Discriminative Random Fields for Aerial Structure Detection
Daniel Denton and Jesse Selover
Project
We have chosen to work on a computer vision problem: labeling regions of an image depending on the presence or absence of man-made structures. We hope to replicate the results of Kumar and Hebert [2], who applied a novel model to the problem that they called Discriminative Random Fields (DRFs). Our interest is largely derived from our desire to code this algorithm, but the problem of detecting man-made structures in computer vision is important in its own right.
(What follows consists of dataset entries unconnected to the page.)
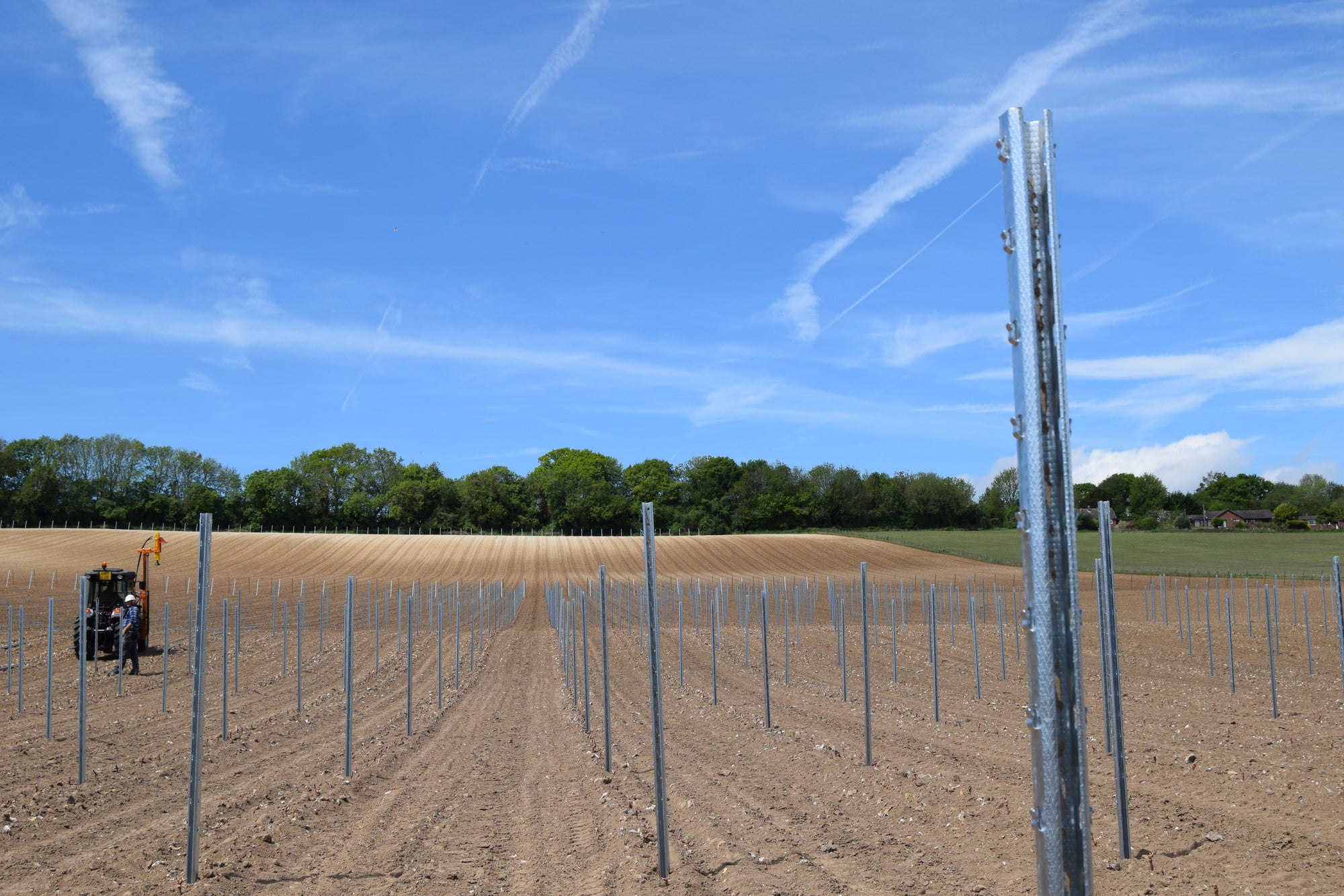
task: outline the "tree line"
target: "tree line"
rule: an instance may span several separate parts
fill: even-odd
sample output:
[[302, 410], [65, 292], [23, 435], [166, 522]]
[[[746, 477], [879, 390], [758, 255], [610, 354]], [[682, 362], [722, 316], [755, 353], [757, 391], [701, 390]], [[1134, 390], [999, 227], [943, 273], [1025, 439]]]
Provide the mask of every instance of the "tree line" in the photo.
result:
[[[1297, 486], [1208, 474], [1195, 492], [1168, 491], [1150, 474], [1117, 474], [1075, 486], [1079, 507], [1110, 500], [1144, 527], [1179, 525], [1185, 513], [1275, 507], [1339, 518], [1344, 488], [1320, 476]], [[301, 453], [246, 476], [195, 451], [117, 435], [0, 440], [0, 519], [5, 525], [216, 525], [270, 529], [638, 529], [652, 500], [660, 529], [703, 534], [802, 529], [976, 529], [1012, 526], [1016, 470], [980, 495], [965, 479], [931, 472], [810, 470], [766, 460], [649, 459], [622, 465], [583, 448], [556, 448], [520, 475], [489, 467], [445, 476], [388, 448], [353, 443]], [[1146, 522], [1153, 525], [1149, 526]]]

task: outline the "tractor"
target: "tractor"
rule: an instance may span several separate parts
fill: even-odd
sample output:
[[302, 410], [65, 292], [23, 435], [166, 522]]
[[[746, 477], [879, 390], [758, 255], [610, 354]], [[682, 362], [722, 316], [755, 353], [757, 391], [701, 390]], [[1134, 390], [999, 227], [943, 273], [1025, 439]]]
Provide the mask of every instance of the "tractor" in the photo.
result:
[[[151, 542], [153, 545], [146, 546]], [[83, 574], [81, 593], [83, 619], [75, 620], [71, 650], [79, 652], [79, 627], [83, 626], [85, 659], [91, 659], [98, 651], [116, 654], [121, 612], [128, 595], [134, 595], [140, 604], [138, 648], [145, 650], [149, 646], [149, 558], [153, 557], [157, 566], [164, 544], [163, 535], [155, 533], [153, 537], [145, 538], [136, 552], [134, 569], [109, 568], [103, 561], [102, 566]]]

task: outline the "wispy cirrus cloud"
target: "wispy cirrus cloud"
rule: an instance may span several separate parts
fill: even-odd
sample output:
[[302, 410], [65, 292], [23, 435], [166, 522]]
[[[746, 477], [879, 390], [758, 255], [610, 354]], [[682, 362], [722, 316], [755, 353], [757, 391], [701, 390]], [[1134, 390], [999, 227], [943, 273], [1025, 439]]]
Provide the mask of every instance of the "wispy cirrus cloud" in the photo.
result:
[[214, 379], [203, 373], [190, 373], [183, 377], [181, 382], [177, 385], [183, 389], [194, 389], [195, 391], [212, 391], [215, 394], [220, 394], [223, 391]]
[[907, 202], [960, 168], [970, 153], [999, 132], [1004, 109], [1023, 105], [1051, 75], [1073, 59], [1145, 27], [1144, 0], [1109, 0], [1087, 7], [1063, 36], [1019, 57], [1003, 81], [980, 102], [964, 106], [919, 147], [855, 196], [844, 215], [845, 229], [802, 253], [801, 272], [773, 305], [775, 319], [790, 324], [805, 342], [821, 332], [813, 281], [836, 256], [882, 221], [892, 206]]
[[495, 149], [491, 155], [481, 163], [481, 170], [476, 174], [476, 183], [472, 184], [474, 191], [485, 180], [485, 175], [496, 167], [495, 156], [499, 152], [500, 145], [513, 136], [523, 120], [532, 114], [536, 105], [542, 102], [555, 82], [564, 75], [566, 71], [577, 66], [587, 55], [589, 50], [593, 47], [593, 39], [597, 36], [598, 30], [602, 27], [602, 19], [606, 16], [606, 11], [612, 7], [612, 0], [587, 0], [579, 17], [574, 22], [574, 27], [570, 32], [556, 44], [551, 55], [546, 58], [542, 63], [542, 70], [536, 73], [532, 83], [527, 86], [523, 96], [517, 98], [513, 108], [508, 113], [508, 118], [504, 121], [504, 129], [500, 132], [500, 137], [495, 144]]
[[22, 183], [9, 187], [8, 194], [0, 192], [0, 238], [7, 231], [36, 227], [47, 217], [48, 209], [28, 198]]
[[[1207, 287], [1212, 280], [1200, 280], [1169, 296], [1163, 296], [1141, 305], [1085, 311], [1067, 318], [1068, 334], [1073, 336], [1101, 332], [1107, 327], [1133, 323], [1150, 318], [1171, 307], [1172, 301], [1188, 292]], [[1003, 312], [976, 315], [946, 315], [942, 318], [906, 318], [894, 330], [882, 336], [883, 361], [892, 367], [909, 367], [922, 358], [946, 348], [956, 348], [976, 342], [1001, 342], [1007, 344], [1004, 324], [1008, 322], [1007, 308]], [[1007, 354], [1007, 350], [1005, 350]], [[962, 377], [964, 379], [974, 378]]]
[[1078, 448], [1073, 452], [1074, 482], [1098, 483], [1118, 472], [1153, 474], [1168, 488], [1192, 491], [1210, 470], [1245, 470], [1250, 463], [1247, 439], [1226, 429], [1196, 433], [1176, 441], [1138, 448]]
[[140, 167], [160, 188], [181, 183], [168, 144], [172, 120], [190, 106], [185, 91], [155, 62], [152, 47], [133, 35], [120, 0], [47, 0], [74, 38], [94, 94], [112, 109]]

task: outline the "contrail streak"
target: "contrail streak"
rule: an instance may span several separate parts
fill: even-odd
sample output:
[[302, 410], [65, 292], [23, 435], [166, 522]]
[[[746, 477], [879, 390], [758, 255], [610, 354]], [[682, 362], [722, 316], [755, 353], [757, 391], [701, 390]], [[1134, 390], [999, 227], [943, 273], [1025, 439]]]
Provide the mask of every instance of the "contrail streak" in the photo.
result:
[[[945, 234], [945, 233], [948, 233], [949, 230], [952, 230], [952, 229], [953, 229], [953, 227], [954, 227], [954, 226], [957, 225], [957, 222], [958, 222], [958, 221], [961, 221], [962, 218], [965, 218], [966, 215], [969, 215], [969, 214], [970, 214], [970, 210], [972, 210], [972, 209], [974, 209], [974, 207], [976, 207], [976, 206], [978, 206], [978, 204], [980, 204], [981, 202], [984, 202], [985, 199], [988, 199], [988, 198], [989, 198], [989, 194], [992, 194], [992, 192], [993, 192], [995, 190], [997, 190], [997, 188], [999, 188], [999, 187], [1000, 187], [1001, 184], [1003, 184], [1003, 182], [1000, 180], [1000, 182], [996, 182], [996, 183], [995, 183], [995, 186], [989, 187], [989, 190], [985, 190], [985, 192], [984, 192], [984, 194], [981, 194], [981, 196], [980, 196], [978, 199], [976, 199], [976, 200], [974, 200], [974, 202], [972, 202], [972, 203], [970, 203], [969, 206], [966, 206], [966, 210], [965, 210], [965, 211], [962, 211], [962, 213], [961, 213], [960, 215], [957, 215], [956, 218], [953, 218], [953, 219], [952, 219], [952, 223], [949, 223], [949, 225], [948, 225], [946, 227], [943, 227], [942, 230], [939, 230], [939, 231], [938, 231], [938, 233], [937, 233], [937, 234], [934, 235], [934, 238], [933, 238], [933, 239], [930, 239], [930, 241], [929, 241], [929, 242], [926, 242], [925, 245], [919, 246], [919, 250], [918, 250], [918, 252], [915, 252], [915, 254], [913, 254], [913, 256], [910, 256], [909, 258], [906, 258], [905, 261], [902, 261], [902, 262], [900, 262], [900, 266], [899, 266], [899, 268], [896, 268], [895, 270], [892, 270], [891, 273], [888, 273], [888, 274], [887, 274], [886, 277], [883, 277], [882, 280], [879, 280], [879, 281], [878, 281], [878, 285], [876, 285], [876, 287], [874, 287], [874, 288], [872, 288], [872, 289], [870, 289], [868, 292], [866, 292], [866, 293], [863, 293], [862, 296], [859, 296], [857, 299], [855, 299], [855, 300], [853, 300], [853, 303], [852, 303], [852, 304], [851, 304], [851, 305], [849, 305], [848, 308], [845, 308], [844, 311], [841, 311], [840, 313], [837, 313], [837, 315], [835, 316], [835, 320], [832, 320], [832, 322], [831, 322], [831, 323], [828, 323], [828, 324], [827, 324], [825, 327], [823, 327], [820, 332], [825, 332], [827, 330], [831, 330], [831, 327], [836, 326], [836, 322], [839, 322], [839, 320], [840, 320], [841, 318], [844, 318], [844, 316], [845, 316], [847, 313], [849, 313], [851, 311], [853, 311], [855, 308], [857, 308], [857, 307], [859, 307], [859, 303], [862, 303], [862, 301], [863, 301], [864, 299], [867, 299], [868, 296], [871, 296], [872, 293], [878, 292], [878, 291], [879, 291], [879, 289], [882, 289], [882, 288], [883, 288], [884, 285], [887, 285], [887, 281], [888, 281], [888, 280], [891, 280], [891, 278], [892, 278], [892, 277], [895, 277], [895, 276], [896, 276], [898, 273], [900, 273], [902, 270], [905, 270], [905, 269], [906, 269], [906, 265], [909, 265], [909, 264], [910, 264], [911, 261], [914, 261], [915, 258], [918, 258], [919, 256], [922, 256], [922, 254], [923, 254], [923, 250], [925, 250], [925, 249], [927, 249], [927, 248], [929, 248], [929, 246], [931, 246], [933, 244], [938, 242], [938, 239], [939, 239], [939, 238], [942, 237], [942, 234]], [[818, 335], [820, 335], [820, 334], [818, 334]]]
Successful computer analysis of images to detect buildings and other man-made structures is useful for classification, retrieval, surveillance, and other applications [3].
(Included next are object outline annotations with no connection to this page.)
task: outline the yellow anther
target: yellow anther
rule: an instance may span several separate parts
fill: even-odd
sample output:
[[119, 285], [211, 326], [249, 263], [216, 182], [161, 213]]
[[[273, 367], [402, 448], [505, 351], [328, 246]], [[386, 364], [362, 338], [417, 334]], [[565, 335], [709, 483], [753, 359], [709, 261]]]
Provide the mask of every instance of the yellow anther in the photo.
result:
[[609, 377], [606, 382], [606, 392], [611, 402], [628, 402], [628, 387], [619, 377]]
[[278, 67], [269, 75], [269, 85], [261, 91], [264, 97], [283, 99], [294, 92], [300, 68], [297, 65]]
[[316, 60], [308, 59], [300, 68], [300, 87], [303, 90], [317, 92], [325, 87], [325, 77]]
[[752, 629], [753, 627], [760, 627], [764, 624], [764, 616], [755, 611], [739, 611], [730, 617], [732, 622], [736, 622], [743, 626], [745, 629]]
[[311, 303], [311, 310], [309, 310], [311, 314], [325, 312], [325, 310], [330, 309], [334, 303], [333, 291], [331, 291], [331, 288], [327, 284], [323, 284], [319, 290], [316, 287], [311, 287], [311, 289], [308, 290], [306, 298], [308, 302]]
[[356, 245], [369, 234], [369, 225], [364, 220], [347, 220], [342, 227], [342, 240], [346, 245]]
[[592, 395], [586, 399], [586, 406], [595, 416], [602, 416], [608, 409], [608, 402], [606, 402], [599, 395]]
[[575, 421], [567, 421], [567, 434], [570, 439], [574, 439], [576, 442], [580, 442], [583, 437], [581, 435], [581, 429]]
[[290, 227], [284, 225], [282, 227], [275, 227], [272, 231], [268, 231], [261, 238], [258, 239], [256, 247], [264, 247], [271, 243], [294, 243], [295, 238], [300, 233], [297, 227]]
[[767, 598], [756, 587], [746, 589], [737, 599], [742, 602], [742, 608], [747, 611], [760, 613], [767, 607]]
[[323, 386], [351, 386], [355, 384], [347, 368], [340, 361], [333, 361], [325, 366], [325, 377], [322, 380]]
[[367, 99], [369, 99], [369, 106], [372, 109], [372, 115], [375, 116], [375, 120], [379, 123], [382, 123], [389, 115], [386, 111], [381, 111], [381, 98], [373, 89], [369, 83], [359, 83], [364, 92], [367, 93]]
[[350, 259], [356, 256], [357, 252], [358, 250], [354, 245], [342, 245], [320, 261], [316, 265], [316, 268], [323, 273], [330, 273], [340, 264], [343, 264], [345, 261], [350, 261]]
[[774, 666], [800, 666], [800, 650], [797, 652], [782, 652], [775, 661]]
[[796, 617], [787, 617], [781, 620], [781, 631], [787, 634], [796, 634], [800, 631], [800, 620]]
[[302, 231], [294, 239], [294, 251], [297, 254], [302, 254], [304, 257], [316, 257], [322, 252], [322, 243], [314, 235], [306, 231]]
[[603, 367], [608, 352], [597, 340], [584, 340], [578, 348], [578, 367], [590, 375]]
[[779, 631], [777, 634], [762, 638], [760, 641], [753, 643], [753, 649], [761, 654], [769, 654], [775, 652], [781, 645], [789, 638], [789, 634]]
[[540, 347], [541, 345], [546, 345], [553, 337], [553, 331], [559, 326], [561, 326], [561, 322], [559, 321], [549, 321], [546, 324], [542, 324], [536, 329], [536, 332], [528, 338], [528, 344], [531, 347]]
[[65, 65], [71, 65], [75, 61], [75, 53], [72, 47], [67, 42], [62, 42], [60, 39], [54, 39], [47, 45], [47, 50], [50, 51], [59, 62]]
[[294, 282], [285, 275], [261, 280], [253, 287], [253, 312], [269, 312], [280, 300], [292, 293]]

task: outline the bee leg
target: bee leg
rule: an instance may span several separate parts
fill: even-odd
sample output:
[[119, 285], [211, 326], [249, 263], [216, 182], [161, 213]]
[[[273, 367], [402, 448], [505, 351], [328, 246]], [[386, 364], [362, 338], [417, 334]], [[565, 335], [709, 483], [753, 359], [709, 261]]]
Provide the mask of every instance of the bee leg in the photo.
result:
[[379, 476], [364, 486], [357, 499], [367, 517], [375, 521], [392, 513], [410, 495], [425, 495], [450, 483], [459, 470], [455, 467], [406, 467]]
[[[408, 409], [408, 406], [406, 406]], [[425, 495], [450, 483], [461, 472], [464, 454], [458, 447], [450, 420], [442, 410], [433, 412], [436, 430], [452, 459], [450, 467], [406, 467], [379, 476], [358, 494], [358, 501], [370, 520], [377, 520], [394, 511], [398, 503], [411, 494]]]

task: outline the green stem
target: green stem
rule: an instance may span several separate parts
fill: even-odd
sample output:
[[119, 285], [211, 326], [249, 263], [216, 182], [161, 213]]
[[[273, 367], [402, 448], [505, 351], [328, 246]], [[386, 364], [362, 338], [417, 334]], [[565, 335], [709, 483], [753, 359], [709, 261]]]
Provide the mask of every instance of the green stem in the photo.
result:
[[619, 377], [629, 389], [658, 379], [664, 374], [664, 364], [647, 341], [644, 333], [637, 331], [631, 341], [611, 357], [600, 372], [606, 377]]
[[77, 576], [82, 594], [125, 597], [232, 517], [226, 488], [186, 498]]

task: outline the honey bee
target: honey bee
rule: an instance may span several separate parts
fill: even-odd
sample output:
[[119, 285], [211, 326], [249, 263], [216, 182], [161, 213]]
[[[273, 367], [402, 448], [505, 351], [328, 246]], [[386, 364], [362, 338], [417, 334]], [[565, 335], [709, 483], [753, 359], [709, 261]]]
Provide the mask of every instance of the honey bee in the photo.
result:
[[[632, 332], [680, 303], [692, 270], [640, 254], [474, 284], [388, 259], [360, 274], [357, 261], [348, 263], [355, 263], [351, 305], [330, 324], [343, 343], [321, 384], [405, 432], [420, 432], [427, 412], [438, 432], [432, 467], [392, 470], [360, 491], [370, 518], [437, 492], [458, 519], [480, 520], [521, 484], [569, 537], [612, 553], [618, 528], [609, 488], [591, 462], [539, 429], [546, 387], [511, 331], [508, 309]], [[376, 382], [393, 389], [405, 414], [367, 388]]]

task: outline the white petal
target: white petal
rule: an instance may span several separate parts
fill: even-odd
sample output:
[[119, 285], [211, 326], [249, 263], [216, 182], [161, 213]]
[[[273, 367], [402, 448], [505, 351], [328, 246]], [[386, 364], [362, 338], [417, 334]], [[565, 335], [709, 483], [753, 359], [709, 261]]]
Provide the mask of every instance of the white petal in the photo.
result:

In particular, we think that it will be fun to use aerial photos in our project, rather than the stock ground-level photos used by Kumar and Hebert. Structure detection from the air can be especially important for military and law enforcement surveillance, search and rescue, disaster relief, or even estimating building density statistics that can be used for calculations relating to urban sprawl. Working with aerial photos has the added benefit of standardizing our input images and making the problem slightly easier. Orthophotos are aerial photos geometrically corrected so that the scale is uniform, and perspective effects due to the distance to the camera have been removed [7]. These attributes make them ideal to study. Due to their importance for applications like mapping and zoning, there is a plethora of high-quality orthophotos available online. Thus, we had little trouble finding data sources which would suit our needs. The camera position in these photos also means that lines in man-made structures typically meet at right angles, which are favored by the detection features Kumar and Hebert used [3].
We should note that significant work has already been done on structure (specifically building) recognition from aerial photos. For example, Bellman and Shortis claim to have achieved classification success rates of higher than 80% using wavelet analysis and support vector machines [1]. Similar rates have been achieved by Shi et al. [6]. However, so far, none of the works we have looked at have used DRFs. It will be interesting to compare our classification rate to their already-successful results.
Method
Discriminative Random Fields are a type of Conditional Random Field, (defined by Lafferty et al. [4]). Kumar and Hebert [2] provided an example of a Conditional Random Field for machine learning that was based on a lattice rather than a tree, generalizing Lafferty et al.'s work to the case of images.
Following the procedure of Kumar and Hebert [3], we will break the images into small sites, and assign a vertex of a lattice to each site. Then we will model the conditional probability that a site contains man-made structures according to a DRF. We intend to use the same methodology that Kumar and Hebert used, although we will have to tweak some of the aspects of the feature set and hyperparameters to better suit our specific application.
Data
We were fortunate to find a public online archive of high-quality orthophotos of the entirety of Montgomery County, Maryland at the Montgomery County GIS website [5]. We intend to use selections from this archive for our training and test data. Since we will be performing supervised learning, each of these images will require labeling. We plan to write a program to assist us in labeling our images. Our program will superimpose a grid showing the site divisions, and and it will serve to capture site-labelings as user user mouse clicks. In this manner we can reasonably expect to label and use a couple hundred such images.
Milestone Goal
By the milestone we aim to complete the following tasks:
- Writing a short program to facilitate hand-labeling our data
- Hand-labeling the data
- Extracting features for each image (pre-processing)
- Coding the DRF model
- Training the DRF model
- Producing preliminary results
References
- C. J. Bellman and M. R. Shortis. A machine learning approach to building recognition in aerial photographs. In International Archives of the Photogrammetry, Remote Sensing and Spatial Information Sciences, pages 50-54, 2002.
- Sanjiv Kumar and Martial Hebert. Discriminative random fields: a discriminative framework for contextual interaction in classification. In Computer Vision, 2003. Proceedings. Ninth IEEE International Conference on, pages 1150-1157 vol.2, oct. 2003.
- Sanjiv Kumar and Martial Hebert. Discriminative random fields. International Journal of Computer Vision, 68(2):179-202, 2006.
- John D. Lafferty, Andrew McCallum, and Fernando C. N. Pereira. Conditional random fields: Probabilistic models for segmenting and labeling sequence data. In Carla E. Brodley and Andrea Pohoreckyj Danyluk, editors, ICML, pages 282-289. Morgan Kaufmann, 2001.
- Maryland GIS Montgomery County, April 2012.
- Fanhuai Shi, Yongjian Xi, Xiaoling Li, and Ye Duan. Rooftop detection and 3d building modeling from aerial images. In George Bebis, Richard Boyle, Bahram Parvin, Darko Koracin, Yoshinori Kuno, Junxian Wang, Renato Pajarola, Peter Lindstrom, Andr Hinkenjann, Miguel Encarnao, Cludio Silva, and Daniel Coming, editors, Advances in Visual Computing, volume 5876 of Lecture Notes in Computer Science, pages 817-826. Springer Berlin / Heidelberg, 2009.
- various. Wikipedia: Orthophoto, April 2012